TALLAHASSEE — A 1992 grand jury report that proposed ways to improve the integrity of the Public Service Commission was dusted off and embraced as a good idea Tuesday by consumer advocates and lawyers for electric customers, nearly two decades after state regulators rejected most of the ideas.
The state’s consumer advocate, lawyers for the AARP and the state’s largest industrial power users all said that it is time to make sure communication between the utility regulators and the utility companies is done in the open.
“The more we make the process transparent to the public, the more (the public) will understand, the less confusion there will be,” said J.R. Kelly, head of the Office of Public Counsel who represents the public in rate cases.

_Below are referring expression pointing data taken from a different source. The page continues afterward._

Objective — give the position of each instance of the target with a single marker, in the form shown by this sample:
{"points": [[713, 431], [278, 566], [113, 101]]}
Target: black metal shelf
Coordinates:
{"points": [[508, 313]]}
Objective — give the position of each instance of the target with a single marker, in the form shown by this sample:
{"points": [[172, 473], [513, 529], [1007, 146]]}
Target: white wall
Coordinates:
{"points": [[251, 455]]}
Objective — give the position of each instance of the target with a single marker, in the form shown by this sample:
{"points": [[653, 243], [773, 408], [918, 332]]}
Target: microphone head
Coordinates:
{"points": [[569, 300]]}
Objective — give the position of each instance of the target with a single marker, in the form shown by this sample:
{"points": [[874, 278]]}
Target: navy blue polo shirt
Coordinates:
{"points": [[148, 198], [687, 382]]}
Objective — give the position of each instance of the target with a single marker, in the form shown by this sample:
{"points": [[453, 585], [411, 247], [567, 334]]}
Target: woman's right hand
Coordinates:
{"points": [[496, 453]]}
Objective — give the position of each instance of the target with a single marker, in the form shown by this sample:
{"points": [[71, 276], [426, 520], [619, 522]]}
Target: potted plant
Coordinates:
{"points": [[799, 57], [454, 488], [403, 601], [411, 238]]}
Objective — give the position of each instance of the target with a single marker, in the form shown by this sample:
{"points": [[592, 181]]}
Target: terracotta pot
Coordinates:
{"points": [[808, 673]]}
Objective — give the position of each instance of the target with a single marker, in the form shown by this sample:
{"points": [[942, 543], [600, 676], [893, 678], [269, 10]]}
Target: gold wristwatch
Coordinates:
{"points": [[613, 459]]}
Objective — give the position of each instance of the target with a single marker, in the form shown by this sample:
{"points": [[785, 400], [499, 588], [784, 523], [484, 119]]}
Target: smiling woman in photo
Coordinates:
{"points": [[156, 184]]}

Two PSC commissioners who attended the staff workshop, Nathan Skop and Matthew Carter, agreed that it is time to require all staff communications be made public but disagreed over how far to go.
Skop said the grand jury findings “go a long way to addressing the systemic problems that tend to appear at the commission.” Carter said that instead of banning all behind-the-scenes conversation between utilities and staff members, the conversation should be recorded in writing.
The recommendations surfaced in the first in a series of workshops the commission has scheduled to recommend rule changes and legislation amid complaints that the PSC and its staff have become too cozy with the utilities it regulates.
The issue came to a head this fall as the PSC began considering major rate increase requests sought by the state’s largest utilities, Florida Power & Light and Progress Energy Florida.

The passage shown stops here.